Marsatmosphäre im Labor

Ob das auch für den Mars gilt, versucht der Forscher im Labor zu beantworten: Seine Arbeitsgruppe hat eine Kammer entwickelt, in der die Planetenoberfläche möglichst realistisch simuliert wird. "Im Prinzip handelt es sich dabei um einen Stahlzylinder, der sich in einem riesigen Kühlschrank befindet", beschreibt de Vera den Versuchsaufbau. "Wir können ihn bis auf minus 70 Grad herunterkühlen. Die Gase der Marsatmosphäre werden zugeleitet und die dort herrschende Strahlung über eine spezielle Lampe erzeugt."

Selbst den Marsboden haben die Wissenschafter in der Kammer nachgestellt, um eventuelle Reaktionen der Mineralien mit der Atmosphäre zu berücksichtigen. Verschiedenste Mikroorganismen wurden hier auf ihre Überlebensfähigkeit unter Marsbedingungen getestet - Flechten und Cyanobakterien haben den Test bestanden.

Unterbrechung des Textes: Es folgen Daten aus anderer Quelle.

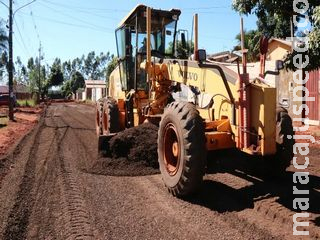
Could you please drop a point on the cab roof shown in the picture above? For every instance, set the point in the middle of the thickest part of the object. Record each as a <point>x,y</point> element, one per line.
<point>140,9</point>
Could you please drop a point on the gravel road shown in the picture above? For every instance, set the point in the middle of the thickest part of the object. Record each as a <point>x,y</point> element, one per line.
<point>49,192</point>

"Direkt auf der Marsoberfläche würden sie zwar aufgrund der UV-Strahlung der Sonne in ihren Lebensfunktionen eingeschränkt werden", sagt de Vera. "Doch in geschützteren Nischen wie etwa Felsspalten sind sie in der Lage, Photosynthese zu betreiben."

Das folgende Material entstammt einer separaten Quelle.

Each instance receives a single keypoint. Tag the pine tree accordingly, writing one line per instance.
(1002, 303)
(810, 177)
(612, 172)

Leben auf dem Mars theoretisch möglich

Eine zentrale Frage ist damit beantwortet: Leben auf dem Mars ist theoretisch möglich. Es geht den Wissenschaftern aber nicht darum, den Planeten mit den Organismen zu besiedeln. "Auf der Erde hat dies Milliarden Jahre gedauert, auf dem Mars würde das mindestens so lange brauchen", sagt de Vera. Um bereits vorhandenes Leben - falls es existiert - zu finden, sei es aber wichtig zu wissen, wonach man sucht.

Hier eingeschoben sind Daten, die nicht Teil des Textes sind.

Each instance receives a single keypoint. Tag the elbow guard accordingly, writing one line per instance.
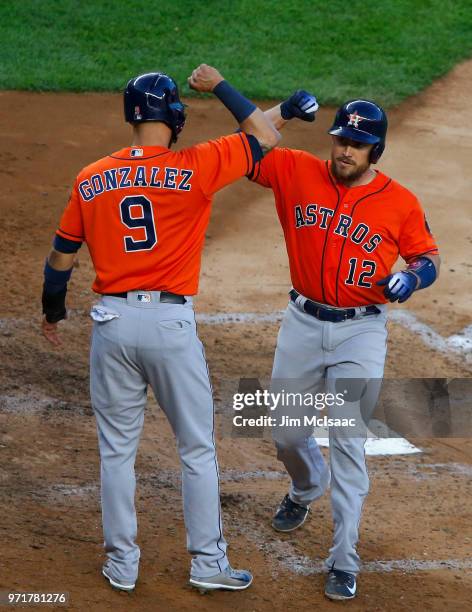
(54, 293)
(425, 270)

Die Mikroorganismen, mit denen am DLR geforscht wird, könnten auch als Teil der Lebenserhaltungssysteme von bemannten Marsmissionen zum Einsatz kommen. Denn Cyanobakterien produzieren nicht nur Sauerstoff, sie können auch Stickstoff chemisch fixieren - eine wichtige Eigenschaft, um Dünger für Nutzpflanzen zu gewinnen. Die müssten bei einer Marsmission ebenfalls mitgeführt werden: Nach ihrer Ankunft wären die Menschen dazu gezwungen, etwa eineinhalb Jahre dort zu verbringen, bevor die Distanz zur Erde wieder klein genug ist, um die Heimreise anzutreten. Über einen so langen Zeitraum von mitgebrachten Vorräten zu zehren würde das Transportgewicht vervielfachen.

Beheizbare Gewächshäuer

"Das Wichtigste dafür ist flüssiges Wasser", sagt Michael Dixon von der University of Guelph im kanadischen Ontario. Auf dem kalten Planeten keine Selbstverständlichkeit: Zwar gibt es hier reichlich Wasser in Form von Eis. Um es für die Pflanzenzucht zu nutzen, brauchte man aber beheizbare Gewächshäuser. Zudem müsste man darin den Druck auf das Zehnfache der Marsatmosphäre anheben - der Minimaldruck für Pflanzen, um Fotosynthese betreiben zu können, wie Dixon mit seiner Gruppe ermittelt hat. Das könnte zu Schwierigkeiten bei der Lichtversorgung führen, sagt Chris McKay, Astrogeophysiker von der US-amerikanischen Weltraumbehörde Nasa. Denn die Gewächshäuser müssten einerseits transparent genug sein, um ausreichend Sonnenstrahlen für die Fotosynthese durchzulassen. Andererseits brauchten sie eine gewisse Dicke, um dem Druckunterschied standzuhalten und die Pflanzen vor der Strahlung zu schützen. Besonders die UV-Strahlen könnten zum Problem werden, da sie das Erbgut der Pflanzen schädigen.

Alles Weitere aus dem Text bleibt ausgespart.